11. In an unartificial manner, we are told, 'by placing them on heated stones.' It is only the last sentence of the paragraph which makes us think that the previous parts have anything to do with sacrifice or religion.

12. Khung Ying-tâ thinks that this describes the practices of the period of 'the five Tîs.' The north is the quarter of darkness and decay, the south that of brightness and life. 'The paragraph teaches us,' says Hsu Shih-zang, 'that the burial and other mourning ceremonies were not inventions of later sages, but grew from the natural feelings and sorrow of the earliest men.'

13. This was, says Kang, 'the time of the highest antiquity;' 'the time,' says Ying-tâ, 'before the five Tîs.'

14. According to Ying-tâ, 'this is descriptive of the times of Shan Nang in middle antiquity, of the five Tîs, and of the three kings.' This would extend it over a very long space of time. When it is said that men in their advancing civilisation were able to serve the spirits of the departed and God, the peculiarity of style by which those spirits (literally, the Kwei Shan) are placed before God (Shang Tî) does not fail to attract the notice of the student. The explanation of it was given ingeniously, and I believe correctly, by Dr. Medhurst (Theology of the Chinese, page 78), who says, 'it was done, probably, in order to distinguish the one from the other, and to prevent the reader from imagining that the Kwei Shans belonged to the Shang Tî, which mistake might have occurred had the characters been differently arranged.' I translate the last sentence in the present tense, the, speaker having, I think, his own times in mind.
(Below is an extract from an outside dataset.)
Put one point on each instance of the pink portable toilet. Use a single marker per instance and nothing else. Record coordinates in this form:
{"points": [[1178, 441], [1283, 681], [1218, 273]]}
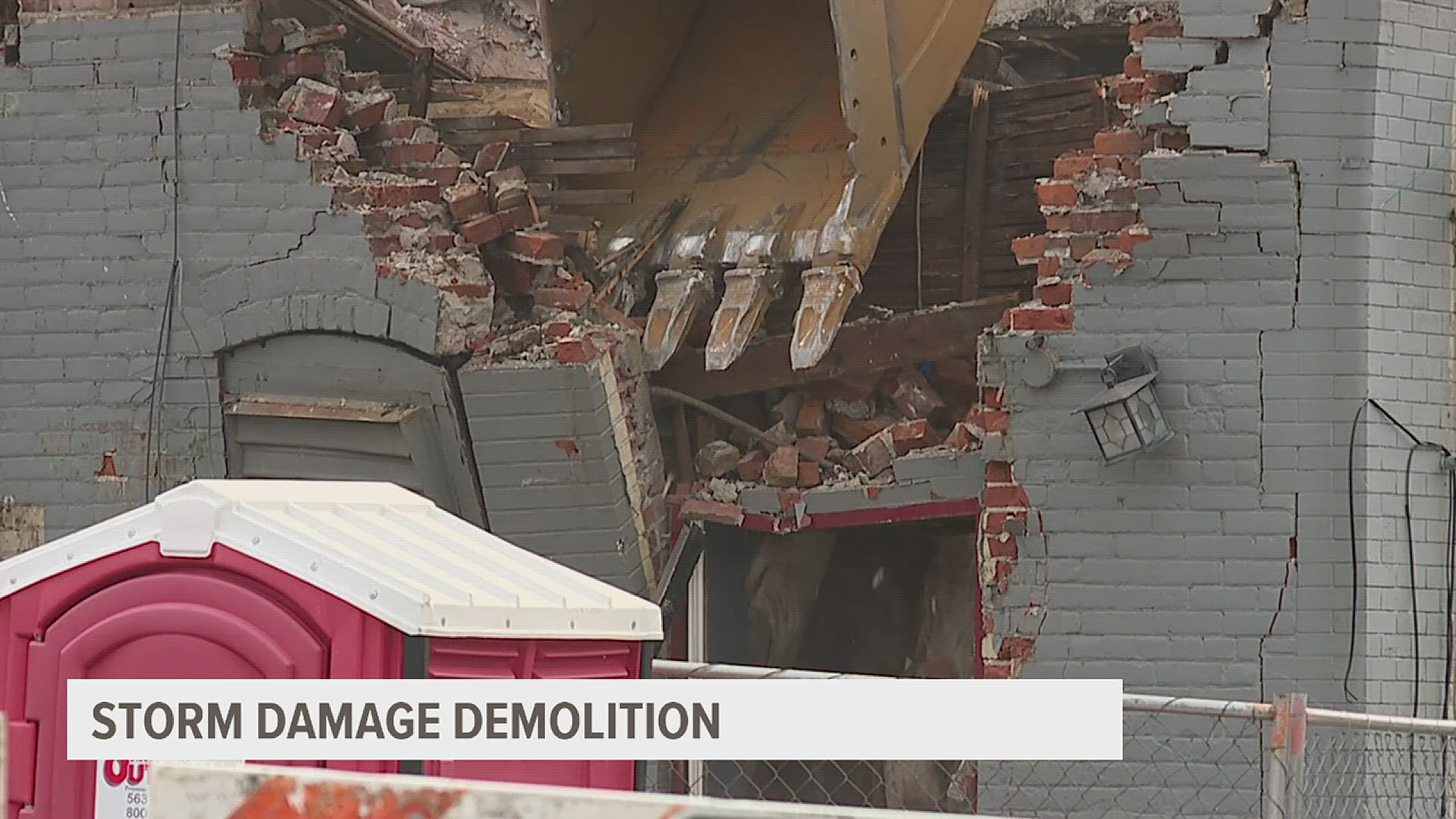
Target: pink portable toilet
{"points": [[294, 579]]}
15. The 'dark-coloured' liquor was water, which was employed in the earliest times, before there was any preparation of liquor made from grain, either by fermentation or distillation, and the use of it was continued in the subsequent times of which this paragraph speaks, in honour of the practice of antiquity; and is continued, probably, to the present day. The other liquors are mentioned in the order of their invention, following one another in the historical line of their discovery, the older always having a nearer and more honourable place.

16. Dr. Medhurst rendered this--'to bring down the Shans of the upper world, together with the manes of their first ancestors.' In giving to the two phrases one and the same reference I am following Ying-tâ and others.
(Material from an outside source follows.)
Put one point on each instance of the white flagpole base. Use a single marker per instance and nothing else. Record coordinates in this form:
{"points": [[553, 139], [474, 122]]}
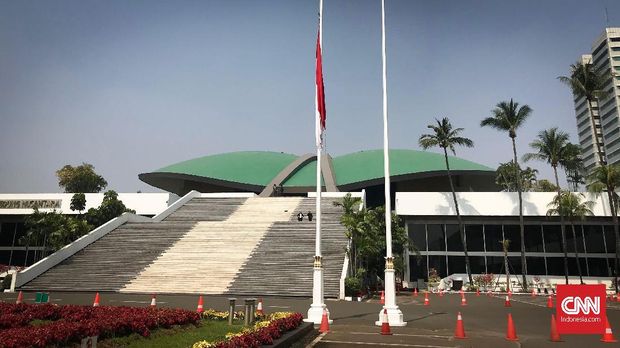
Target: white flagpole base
{"points": [[395, 316], [315, 313]]}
17. The last three observances were in imitation of what was done in the earliest antiquity.

18. In these six things the ways of 'middle antiquity' were observed. The whole paragraph is descriptive of a sacrifice in the ancestral temple under Kâu, where an effort was made to reproduce all sacrificial customs from the earliest times.

19. This last paragraph appears to me to give a very condensed account of the banquet to a ruler's kindred, with which a service in the ancestral temple concluded. Paragraphs 10, 11, 12 are all descriptive of the parts of such a service. Compare the accounts of it in the Shih II, vi, ode 5, and other pieces.